I have really become enamored of late with Chad Robertson's Tartine Bread, particularly his basic country loaf which is a combination of APF or BF and WWF.  I had to experiment with some raisins and pistachios that I had on hand.  The methodology was identical to Robertson's given in the text, same proportions, same times and so forth.  My only variation is that I use spring water, I mill local Oklahoma winter hard red wheatberries, and perhaps my method of folding the bread and the number of times that I fold versus the text.  I fold 4 or more times depending on what kind of structure I see developing; Chad states he folds three times every 25 minutes during the bulk rise.  I add one of two extra folds.  Also, I do not use all of the 50 g of water that he calls for when addiing the 20 g of salt after the inital 20 minute autolyse.  I usually just end up adding 25 g rather than the entire 50 because I feel it makes my dough to wet.

I have also discovered that his temps of water and air environment called for at various locations in the recipe should be adhered to.  He states using water at 80 degrees and he's right.  I tried using my ambient temp water at between 65 and 72 and the dough behaved differently.  The bulk rise and final rise temps should also be between 78 and 82 which is conducive to good yeast activity and providing a proper amount of time for the flavors to be created in the dough.

In this bread I added 1 1/2 cups of currants (a smaller dark raisin) and 1 1/2 cups of unsalted pistachio nuts, added at the first folding following  the 20 minutes autolyse or rrest.  It took several minutes to incorporate these two items evenly throughout the dough.  If you skimp here, the raisnins and nuts will be along the inside of the crust edge rather than scattered throughout the loaf.

Also, as the recipe states, it will make two loaves.  During this bake, I cooked the first loaf immediately ater the final rise.  The second loaf I allowed to ferment in the fridge for 12 hours just to see if  there was a difference in taste.  There is and its quite good.  But, even without that fermentation period, the bread was also very good.  But, the time in the fridge did improve the flavor.

Finally, I baked these two loaves in a round clay couche that I soaked before puttiing into the oven and I added  them as tthe oven was heating.  The oven was up to 360 degrees when I added the couche (normally I put my cooking vessel in when I fire up the oven, but I forgot this time.)  The clay vessel had been soaking in water for 15 minutes just prior to going in the oven to preheat befoe i added the boules.

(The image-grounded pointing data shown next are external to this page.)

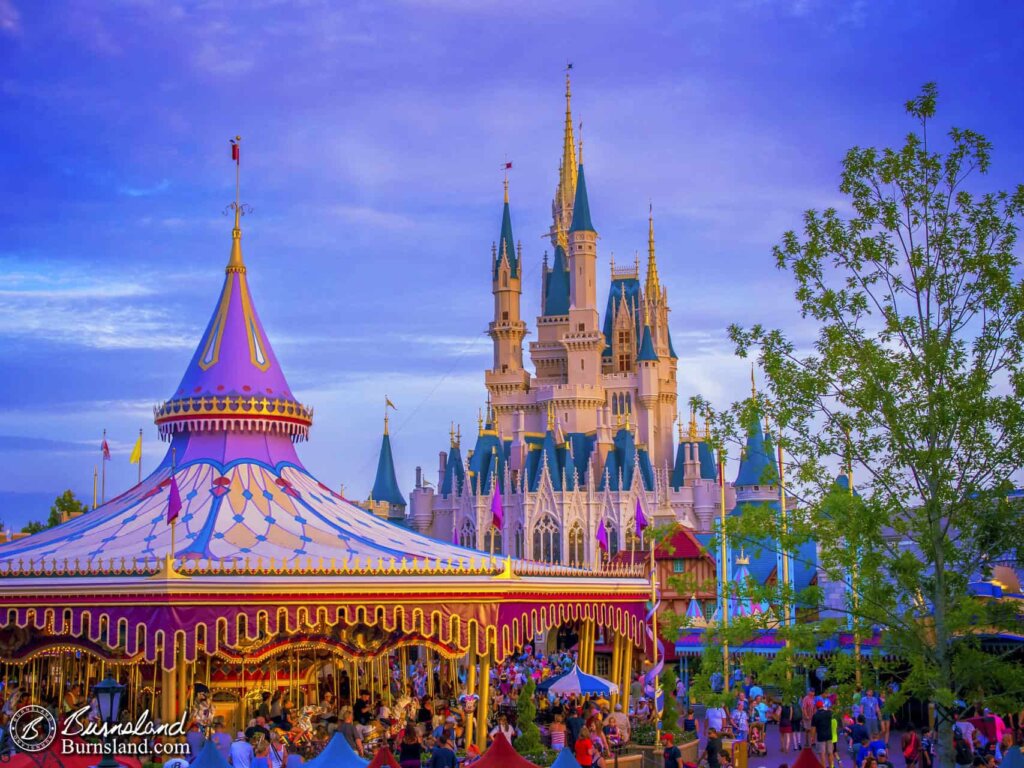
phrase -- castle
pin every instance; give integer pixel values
(590, 432)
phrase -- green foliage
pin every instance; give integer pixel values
(64, 506)
(529, 734)
(914, 385)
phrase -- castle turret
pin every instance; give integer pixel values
(507, 329)
(385, 498)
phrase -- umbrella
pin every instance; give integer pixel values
(337, 754)
(565, 760)
(577, 681)
(502, 755)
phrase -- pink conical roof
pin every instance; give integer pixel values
(233, 385)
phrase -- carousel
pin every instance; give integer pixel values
(230, 572)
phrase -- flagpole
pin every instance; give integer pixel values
(102, 461)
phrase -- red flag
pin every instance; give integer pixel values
(173, 502)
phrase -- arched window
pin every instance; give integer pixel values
(547, 541)
(576, 545)
(467, 535)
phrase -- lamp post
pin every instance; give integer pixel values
(109, 695)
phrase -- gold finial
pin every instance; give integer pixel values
(235, 262)
(653, 287)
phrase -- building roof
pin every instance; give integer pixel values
(506, 243)
(581, 207)
(385, 483)
(556, 286)
(646, 347)
(758, 465)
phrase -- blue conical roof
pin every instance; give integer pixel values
(581, 208)
(386, 484)
(758, 466)
(646, 347)
(556, 288)
(506, 243)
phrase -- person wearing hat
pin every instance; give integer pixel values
(672, 755)
(242, 752)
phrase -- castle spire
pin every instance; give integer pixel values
(653, 287)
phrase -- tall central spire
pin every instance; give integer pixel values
(653, 287)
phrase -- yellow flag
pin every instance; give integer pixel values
(136, 453)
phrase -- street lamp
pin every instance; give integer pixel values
(109, 695)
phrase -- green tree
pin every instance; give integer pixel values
(914, 382)
(65, 505)
(529, 735)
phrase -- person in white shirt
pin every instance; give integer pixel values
(242, 752)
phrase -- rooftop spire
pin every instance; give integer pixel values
(235, 262)
(653, 287)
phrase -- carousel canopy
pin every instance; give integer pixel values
(577, 681)
(337, 754)
(502, 755)
(565, 759)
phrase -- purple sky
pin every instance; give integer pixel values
(373, 139)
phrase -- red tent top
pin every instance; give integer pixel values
(53, 758)
(502, 755)
(806, 759)
(383, 758)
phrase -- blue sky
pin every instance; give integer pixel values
(373, 135)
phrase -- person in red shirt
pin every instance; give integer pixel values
(585, 749)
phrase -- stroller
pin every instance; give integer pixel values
(756, 740)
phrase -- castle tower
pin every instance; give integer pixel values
(507, 329)
(385, 499)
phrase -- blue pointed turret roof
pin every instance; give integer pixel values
(455, 472)
(506, 243)
(556, 286)
(386, 484)
(646, 347)
(581, 208)
(758, 466)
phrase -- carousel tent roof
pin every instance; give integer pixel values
(502, 755)
(245, 494)
(337, 754)
(209, 757)
(577, 681)
(565, 760)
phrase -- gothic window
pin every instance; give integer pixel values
(576, 545)
(467, 535)
(547, 541)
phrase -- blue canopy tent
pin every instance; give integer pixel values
(338, 754)
(577, 681)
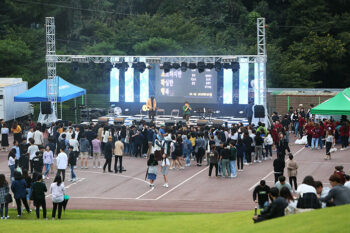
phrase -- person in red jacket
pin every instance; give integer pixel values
(344, 135)
(301, 125)
(316, 134)
(309, 128)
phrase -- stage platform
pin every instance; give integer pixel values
(174, 120)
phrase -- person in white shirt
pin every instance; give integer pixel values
(308, 186)
(62, 162)
(32, 149)
(38, 137)
(165, 169)
(57, 191)
(30, 134)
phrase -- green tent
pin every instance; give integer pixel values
(338, 105)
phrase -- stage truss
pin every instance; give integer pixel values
(52, 59)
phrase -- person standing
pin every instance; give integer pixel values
(4, 137)
(186, 111)
(57, 190)
(152, 164)
(48, 160)
(4, 191)
(165, 169)
(38, 194)
(18, 188)
(108, 151)
(72, 161)
(62, 161)
(233, 158)
(213, 160)
(152, 106)
(96, 149)
(278, 167)
(84, 151)
(118, 155)
(262, 192)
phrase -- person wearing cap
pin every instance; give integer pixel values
(108, 154)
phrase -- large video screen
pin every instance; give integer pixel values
(177, 86)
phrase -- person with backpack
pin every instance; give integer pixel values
(232, 158)
(57, 191)
(4, 191)
(38, 194)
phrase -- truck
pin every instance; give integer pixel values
(9, 109)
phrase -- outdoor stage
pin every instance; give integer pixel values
(190, 190)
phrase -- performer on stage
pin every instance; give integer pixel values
(151, 105)
(186, 111)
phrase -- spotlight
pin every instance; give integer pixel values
(183, 66)
(235, 66)
(227, 65)
(218, 66)
(209, 66)
(75, 66)
(192, 66)
(108, 66)
(166, 67)
(201, 67)
(176, 66)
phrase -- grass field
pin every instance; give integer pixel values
(335, 219)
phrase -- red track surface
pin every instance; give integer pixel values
(189, 190)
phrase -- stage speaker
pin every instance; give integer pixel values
(46, 108)
(169, 123)
(259, 111)
(202, 122)
(118, 120)
(103, 119)
(217, 123)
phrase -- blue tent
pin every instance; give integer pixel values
(37, 93)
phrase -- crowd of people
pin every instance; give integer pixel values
(281, 199)
(39, 149)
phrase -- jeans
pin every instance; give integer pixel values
(73, 176)
(12, 170)
(6, 206)
(187, 154)
(41, 203)
(211, 168)
(60, 205)
(268, 149)
(296, 126)
(225, 167)
(233, 167)
(47, 168)
(63, 171)
(314, 143)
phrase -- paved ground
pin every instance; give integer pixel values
(189, 190)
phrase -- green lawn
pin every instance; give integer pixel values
(335, 219)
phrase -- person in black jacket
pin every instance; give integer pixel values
(108, 150)
(278, 167)
(275, 209)
(262, 192)
(38, 194)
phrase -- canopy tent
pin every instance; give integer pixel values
(37, 93)
(338, 105)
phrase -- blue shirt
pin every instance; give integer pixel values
(18, 154)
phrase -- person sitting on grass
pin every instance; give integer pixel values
(275, 209)
(339, 193)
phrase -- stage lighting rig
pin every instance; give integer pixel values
(183, 66)
(201, 67)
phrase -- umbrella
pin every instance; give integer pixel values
(65, 201)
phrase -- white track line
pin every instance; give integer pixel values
(270, 173)
(182, 183)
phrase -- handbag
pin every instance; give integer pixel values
(8, 198)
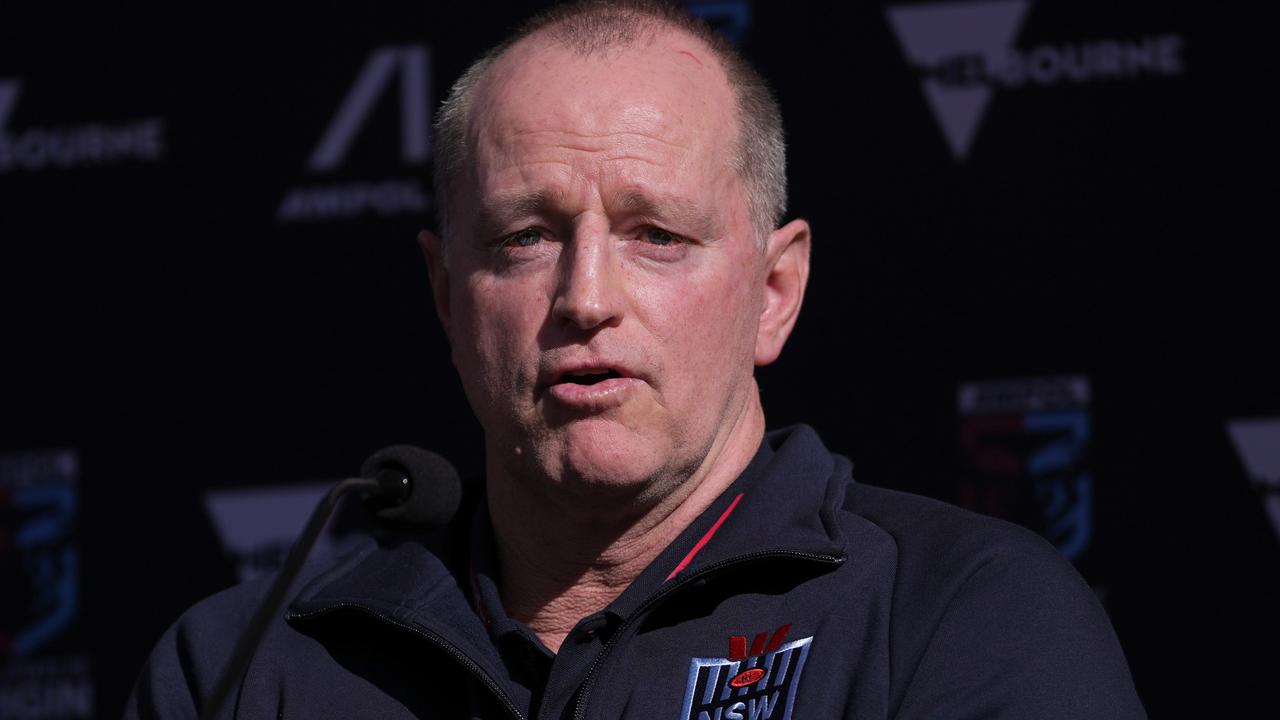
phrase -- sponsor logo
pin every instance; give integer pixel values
(44, 671)
(1025, 447)
(964, 53)
(40, 147)
(257, 525)
(1257, 442)
(411, 65)
(759, 684)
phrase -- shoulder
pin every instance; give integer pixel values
(188, 657)
(988, 616)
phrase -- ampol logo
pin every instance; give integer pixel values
(964, 51)
(1257, 442)
(411, 64)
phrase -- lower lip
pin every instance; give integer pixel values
(597, 397)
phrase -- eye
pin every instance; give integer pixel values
(526, 237)
(658, 236)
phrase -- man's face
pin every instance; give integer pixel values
(603, 283)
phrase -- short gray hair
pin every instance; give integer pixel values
(593, 26)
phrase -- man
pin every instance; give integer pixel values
(611, 270)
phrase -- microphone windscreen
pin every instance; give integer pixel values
(434, 492)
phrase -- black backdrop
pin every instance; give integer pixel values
(190, 302)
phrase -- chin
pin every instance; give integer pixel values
(597, 455)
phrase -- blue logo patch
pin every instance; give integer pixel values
(762, 687)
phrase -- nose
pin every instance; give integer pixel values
(589, 294)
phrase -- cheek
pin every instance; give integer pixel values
(497, 326)
(703, 320)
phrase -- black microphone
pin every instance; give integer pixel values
(406, 488)
(403, 501)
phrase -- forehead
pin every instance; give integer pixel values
(663, 94)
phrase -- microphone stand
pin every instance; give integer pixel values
(247, 645)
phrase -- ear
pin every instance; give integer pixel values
(786, 273)
(438, 272)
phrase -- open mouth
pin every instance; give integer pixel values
(589, 377)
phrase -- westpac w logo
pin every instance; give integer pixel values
(740, 687)
(1258, 446)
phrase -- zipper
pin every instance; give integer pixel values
(585, 688)
(449, 648)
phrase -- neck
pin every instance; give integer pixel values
(560, 563)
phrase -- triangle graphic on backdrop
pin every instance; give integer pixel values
(935, 32)
(1257, 442)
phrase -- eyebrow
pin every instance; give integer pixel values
(688, 215)
(672, 209)
(507, 208)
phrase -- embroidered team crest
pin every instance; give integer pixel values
(759, 684)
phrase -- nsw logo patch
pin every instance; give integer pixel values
(760, 686)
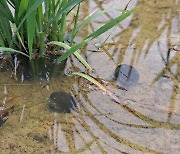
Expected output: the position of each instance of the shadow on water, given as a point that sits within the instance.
(147, 122)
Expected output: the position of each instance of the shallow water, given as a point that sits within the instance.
(150, 122)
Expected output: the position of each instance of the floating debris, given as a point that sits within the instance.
(61, 102)
(126, 76)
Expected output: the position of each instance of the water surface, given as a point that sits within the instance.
(149, 41)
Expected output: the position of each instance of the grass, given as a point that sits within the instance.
(36, 24)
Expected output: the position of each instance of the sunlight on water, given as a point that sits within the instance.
(146, 120)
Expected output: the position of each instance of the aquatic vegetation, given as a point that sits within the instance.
(27, 27)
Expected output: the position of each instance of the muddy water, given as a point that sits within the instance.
(149, 41)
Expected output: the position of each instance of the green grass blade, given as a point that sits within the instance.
(1, 41)
(14, 29)
(5, 28)
(68, 6)
(75, 26)
(4, 49)
(82, 60)
(40, 30)
(31, 20)
(110, 24)
(72, 50)
(63, 23)
(5, 11)
(22, 8)
(91, 17)
(30, 10)
(91, 79)
(67, 47)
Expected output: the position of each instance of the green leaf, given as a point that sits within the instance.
(22, 8)
(72, 50)
(67, 47)
(68, 6)
(12, 50)
(91, 79)
(31, 20)
(110, 24)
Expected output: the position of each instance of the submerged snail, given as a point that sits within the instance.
(61, 102)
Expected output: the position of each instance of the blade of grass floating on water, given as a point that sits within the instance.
(13, 50)
(67, 47)
(31, 19)
(82, 60)
(68, 6)
(91, 79)
(110, 24)
(72, 50)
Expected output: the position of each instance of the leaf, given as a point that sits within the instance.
(22, 8)
(72, 50)
(89, 78)
(13, 50)
(79, 57)
(31, 20)
(68, 6)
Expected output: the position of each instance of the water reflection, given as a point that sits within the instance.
(147, 119)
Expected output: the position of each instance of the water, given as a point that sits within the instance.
(150, 121)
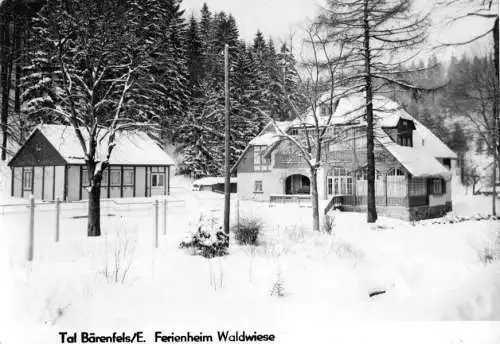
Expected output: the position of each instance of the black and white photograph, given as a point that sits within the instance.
(235, 171)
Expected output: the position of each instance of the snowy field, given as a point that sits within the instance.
(430, 272)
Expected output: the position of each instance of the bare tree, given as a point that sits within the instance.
(320, 94)
(97, 79)
(14, 23)
(380, 34)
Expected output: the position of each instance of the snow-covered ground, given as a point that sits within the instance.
(429, 272)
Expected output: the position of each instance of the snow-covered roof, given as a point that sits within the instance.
(132, 148)
(265, 139)
(387, 113)
(417, 162)
(212, 181)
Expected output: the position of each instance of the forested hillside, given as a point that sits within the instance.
(459, 109)
(180, 87)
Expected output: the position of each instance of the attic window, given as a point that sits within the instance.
(325, 109)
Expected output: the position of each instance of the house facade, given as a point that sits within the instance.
(51, 165)
(413, 166)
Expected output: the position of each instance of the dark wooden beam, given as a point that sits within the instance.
(43, 182)
(121, 181)
(80, 184)
(54, 183)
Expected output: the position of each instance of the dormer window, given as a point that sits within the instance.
(404, 136)
(325, 109)
(405, 140)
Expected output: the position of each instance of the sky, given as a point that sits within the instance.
(282, 19)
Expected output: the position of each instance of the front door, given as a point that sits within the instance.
(157, 184)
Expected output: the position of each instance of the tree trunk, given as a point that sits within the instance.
(496, 129)
(17, 78)
(371, 208)
(4, 79)
(94, 220)
(314, 199)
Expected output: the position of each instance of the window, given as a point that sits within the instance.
(157, 179)
(325, 109)
(260, 163)
(258, 186)
(116, 177)
(396, 183)
(438, 186)
(405, 140)
(85, 177)
(128, 177)
(28, 179)
(104, 181)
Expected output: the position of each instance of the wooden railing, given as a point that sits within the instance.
(283, 198)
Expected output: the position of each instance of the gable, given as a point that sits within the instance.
(37, 151)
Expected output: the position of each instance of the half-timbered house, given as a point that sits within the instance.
(413, 166)
(51, 164)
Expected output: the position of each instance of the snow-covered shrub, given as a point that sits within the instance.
(328, 224)
(208, 241)
(119, 255)
(247, 231)
(487, 255)
(345, 250)
(278, 288)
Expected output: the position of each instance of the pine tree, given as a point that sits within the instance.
(194, 54)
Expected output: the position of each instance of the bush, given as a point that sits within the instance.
(207, 242)
(247, 232)
(328, 224)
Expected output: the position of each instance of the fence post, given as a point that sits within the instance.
(238, 213)
(58, 213)
(156, 223)
(165, 206)
(31, 229)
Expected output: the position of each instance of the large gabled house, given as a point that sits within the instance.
(51, 164)
(413, 166)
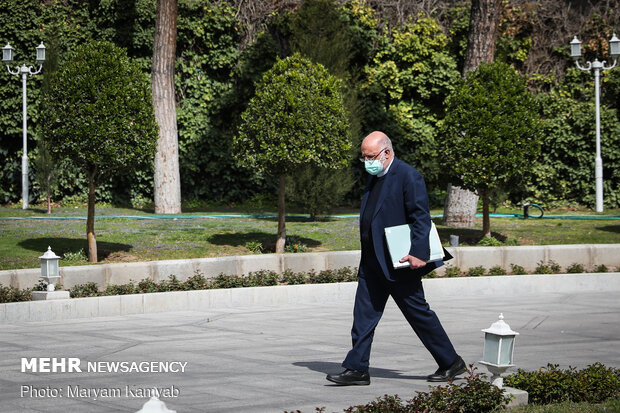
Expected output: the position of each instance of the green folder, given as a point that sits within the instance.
(399, 243)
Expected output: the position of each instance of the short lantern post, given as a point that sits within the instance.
(50, 274)
(499, 341)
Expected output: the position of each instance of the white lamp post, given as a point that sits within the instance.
(575, 51)
(49, 268)
(498, 352)
(7, 58)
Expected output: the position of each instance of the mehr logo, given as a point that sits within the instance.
(51, 365)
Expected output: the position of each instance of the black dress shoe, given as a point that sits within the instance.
(350, 377)
(458, 367)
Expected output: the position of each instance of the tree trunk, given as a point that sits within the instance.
(486, 221)
(90, 220)
(281, 241)
(483, 24)
(460, 206)
(167, 177)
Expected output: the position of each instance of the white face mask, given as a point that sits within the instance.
(374, 167)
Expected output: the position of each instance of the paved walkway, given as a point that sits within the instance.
(271, 359)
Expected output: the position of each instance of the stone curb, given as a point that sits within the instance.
(588, 255)
(204, 300)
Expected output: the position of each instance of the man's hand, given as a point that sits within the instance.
(413, 262)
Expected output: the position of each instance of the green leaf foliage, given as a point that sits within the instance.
(492, 129)
(98, 113)
(404, 91)
(296, 118)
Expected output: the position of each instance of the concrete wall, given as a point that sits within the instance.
(204, 300)
(528, 257)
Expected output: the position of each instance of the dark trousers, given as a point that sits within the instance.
(373, 291)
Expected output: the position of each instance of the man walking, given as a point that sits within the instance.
(395, 195)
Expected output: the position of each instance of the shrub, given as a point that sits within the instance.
(593, 384)
(385, 404)
(294, 244)
(291, 278)
(75, 257)
(474, 396)
(263, 278)
(122, 289)
(255, 247)
(171, 284)
(512, 242)
(229, 281)
(497, 270)
(478, 271)
(490, 242)
(147, 286)
(345, 274)
(517, 269)
(89, 289)
(551, 267)
(196, 282)
(575, 269)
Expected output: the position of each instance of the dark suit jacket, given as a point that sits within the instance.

I put the loaves in when my temp reached 515, put the top on and after 10 minutes, turned the oven down to 450.  After a total of 20 minutes had elapsed from the time I first put the dough in the clay pot, I took the lid off and baked for another 20 minutes at 450.  The crust becomes harder, good carmelization, and the interior crumb is chewy and flavorful.  I really, really like this bread.